Mesela, ‘Ben babamın yakaladığı siyasi güçte
değilim’ diyor.
Sözlerine sadık kalmazlarsa bir daha neden görüşeyim
- Kürt sorunu nereye gidiyor? Önümüzdeki 4-5 yılda ne
olacak?
Şu ana kadar sorunu çözmek için attığımız
adımları görmüyor musunuz? Bugüne kadar kimse bu adımları görmüyor.
Biz dayattık onlar verdi, diyorlar.
- Bundan sonra nasıl bir yol yöntem?
DEVLET HERKES İLE GÖRÜŞÜR
Görüşme noktasında zaten bir sıkıntı yok. Zaten
arkadaşlar da görüşüyor. Görüştüğümüz kişiler sözlerine sadık
kalmayınca bir daha neden görüşeyim diyorum arkadaşlara, ‘Siz
görüşün’. Ben görüşünce mesafe almalıyım. Alamıyorsam kayıp
zamandır. Diyorlar ki niçin devlet görüşüyor? Devlet her yerle
görüşür, sadece İmralı değil normal cezaevleriyle de
görüşür. Sorunu çözeceksek bu işin tarihine baktığımızda
hep görüşmüşler.
- Çözümde ne gibi enstrümanlarınız olacak?
Tüm bu yaptıklarımız çözüm değil mi? TRT-6 çözüm değil mi,
billboardlarda Kürtçe afişler, ilanlar çözüm değil mi, kursların
açılması değil mi?
- PKK’yı dağdan indirmek için?
Bizim mesajımız çok açık, net. Silahı bırak, dağdan in. 221’inci
madde aslında bu işin önünü çok açıyor. Kalkıp da birilerinin PKK
ağzıyla ordumun silah bırakmasını istemesi haksızlık değil mi?

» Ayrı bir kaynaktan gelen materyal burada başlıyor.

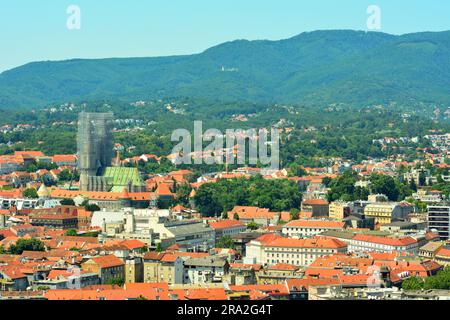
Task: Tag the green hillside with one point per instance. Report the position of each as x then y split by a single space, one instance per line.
312 68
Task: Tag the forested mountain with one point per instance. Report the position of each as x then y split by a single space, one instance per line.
318 67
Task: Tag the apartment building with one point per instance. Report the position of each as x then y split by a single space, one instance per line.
108 268
298 252
387 212
310 228
227 228
371 243
339 210
318 207
439 219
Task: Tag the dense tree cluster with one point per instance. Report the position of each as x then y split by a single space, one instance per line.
213 199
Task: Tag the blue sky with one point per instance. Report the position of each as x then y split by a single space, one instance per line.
35 30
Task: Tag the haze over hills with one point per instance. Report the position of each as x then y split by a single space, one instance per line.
318 67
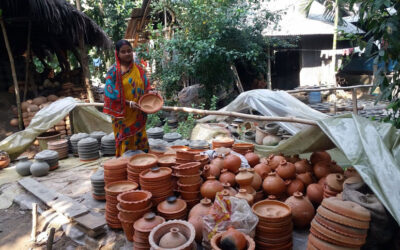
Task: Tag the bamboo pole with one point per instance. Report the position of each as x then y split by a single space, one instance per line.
14 74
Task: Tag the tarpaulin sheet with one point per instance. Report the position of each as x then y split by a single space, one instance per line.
85 119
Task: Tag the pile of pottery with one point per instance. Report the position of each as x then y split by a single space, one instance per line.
274 229
173 234
88 149
139 163
115 169
143 227
49 156
112 191
339 224
97 180
61 146
75 138
158 181
155 133
108 144
132 205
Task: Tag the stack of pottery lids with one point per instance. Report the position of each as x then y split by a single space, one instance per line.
112 191
49 156
143 227
274 229
139 163
171 137
108 144
97 180
339 224
88 149
333 185
115 169
155 133
98 135
132 205
173 209
243 148
158 181
75 138
61 146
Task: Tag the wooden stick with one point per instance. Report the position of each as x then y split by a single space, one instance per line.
14 74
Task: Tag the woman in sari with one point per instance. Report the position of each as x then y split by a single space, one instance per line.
126 82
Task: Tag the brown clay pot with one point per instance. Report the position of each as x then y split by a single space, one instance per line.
232 163
210 188
227 177
302 209
286 170
320 156
273 184
252 158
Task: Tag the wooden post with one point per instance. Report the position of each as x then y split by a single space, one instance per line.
27 59
14 74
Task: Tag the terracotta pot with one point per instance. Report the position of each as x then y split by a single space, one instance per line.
273 184
227 177
252 158
321 169
244 178
286 170
232 163
302 209
211 187
320 156
315 193
244 195
295 185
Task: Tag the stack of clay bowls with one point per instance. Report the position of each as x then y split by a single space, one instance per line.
139 163
108 144
88 149
49 156
98 135
274 229
115 169
132 205
75 138
158 181
112 191
155 133
339 224
61 146
143 227
97 180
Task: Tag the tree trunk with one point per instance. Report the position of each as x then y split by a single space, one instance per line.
14 74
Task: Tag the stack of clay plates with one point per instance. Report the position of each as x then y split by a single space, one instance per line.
108 144
49 156
339 224
97 180
75 138
61 146
155 133
88 149
98 135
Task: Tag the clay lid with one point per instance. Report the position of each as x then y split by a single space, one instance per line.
148 222
172 205
347 208
156 174
151 103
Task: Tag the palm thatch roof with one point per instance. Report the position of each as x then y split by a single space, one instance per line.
56 26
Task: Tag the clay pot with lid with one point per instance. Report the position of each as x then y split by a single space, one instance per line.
286 170
211 187
232 163
302 209
273 184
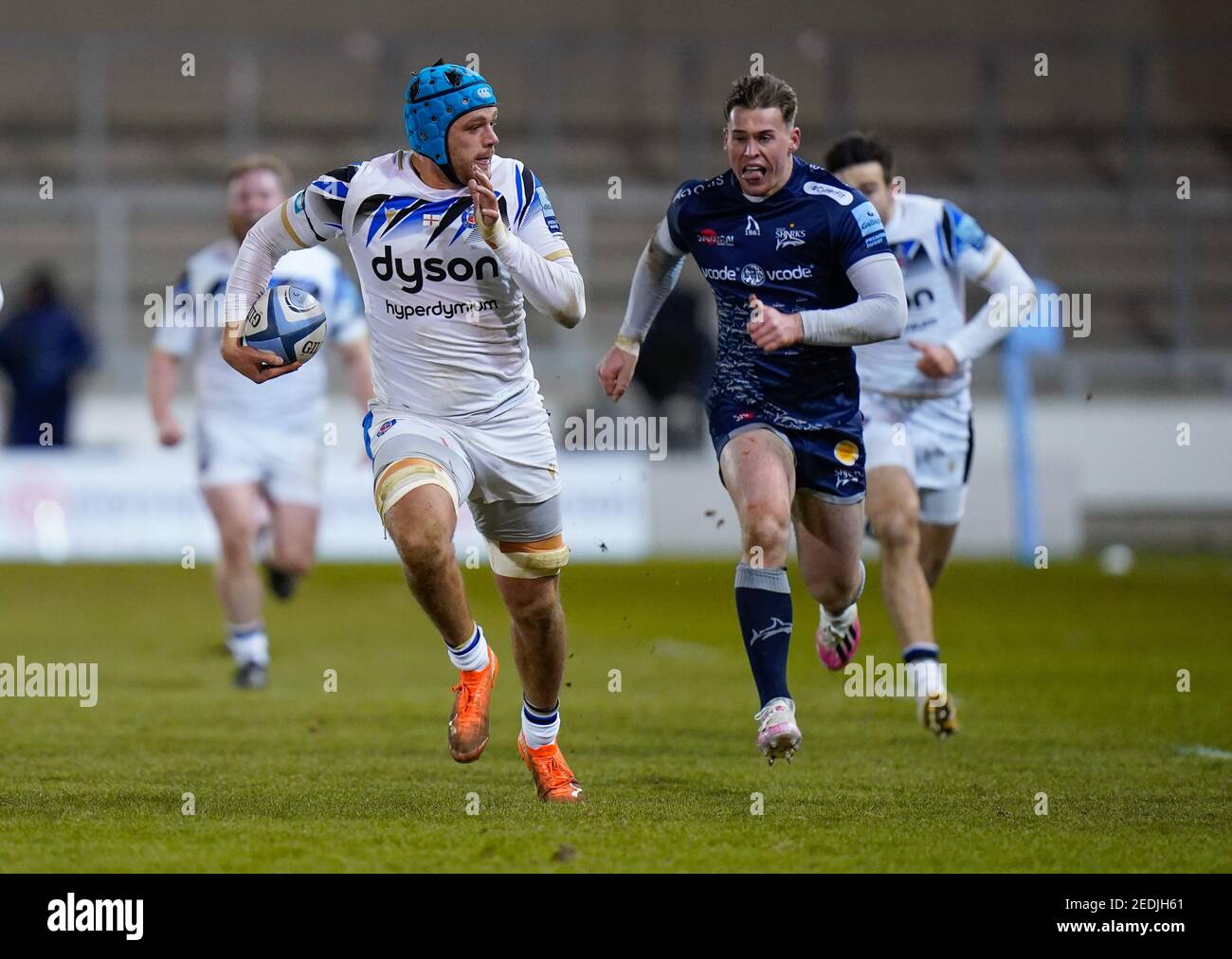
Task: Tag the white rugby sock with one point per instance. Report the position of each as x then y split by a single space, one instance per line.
472 655
924 667
247 643
538 726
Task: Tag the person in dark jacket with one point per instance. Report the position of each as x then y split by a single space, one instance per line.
42 347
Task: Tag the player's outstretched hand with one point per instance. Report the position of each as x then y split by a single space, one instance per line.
487 209
770 329
936 361
257 365
615 370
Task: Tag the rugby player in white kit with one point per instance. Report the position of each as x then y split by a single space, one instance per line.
448 241
259 451
915 400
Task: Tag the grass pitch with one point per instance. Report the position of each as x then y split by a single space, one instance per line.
1066 681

2B İLİ İLGİLİ ÇALIŞMALAR YAPIYORUZ
Bunları tabii çok tartıştık fakat 1, 2, 3, 4 milyar değil 10 milyarın üzerinde alacak var. Siz bu parayı tahsil edemiyorsunuz. Hiç olmazsa gecikme zammı faiz değil ama ağırlıklı ana para olmak üzere tahsilatı yapalım, bütçe açığı ve büyümede yeni bir sıçramayı yapalım istiyoruz, adımı atma nedenimiz bu. Mesela 2B. O da böyle bir sorun. 2B ile ilgili de adımımızı yoğun bir şekilde atacağız, yetiştirmeye çalışıyoruz. Yıllar yılı devletin arazisini işgal etmiş. Bazıları bir kuruş ödemiyor. Para kazandıkça orayı da sahipleniyor. Biz diyoruz ki, satalım onlara, parasını alalım. Bundan da ciddi rakamlar bekliyoruz. İşi yapılandırmanın amacı o.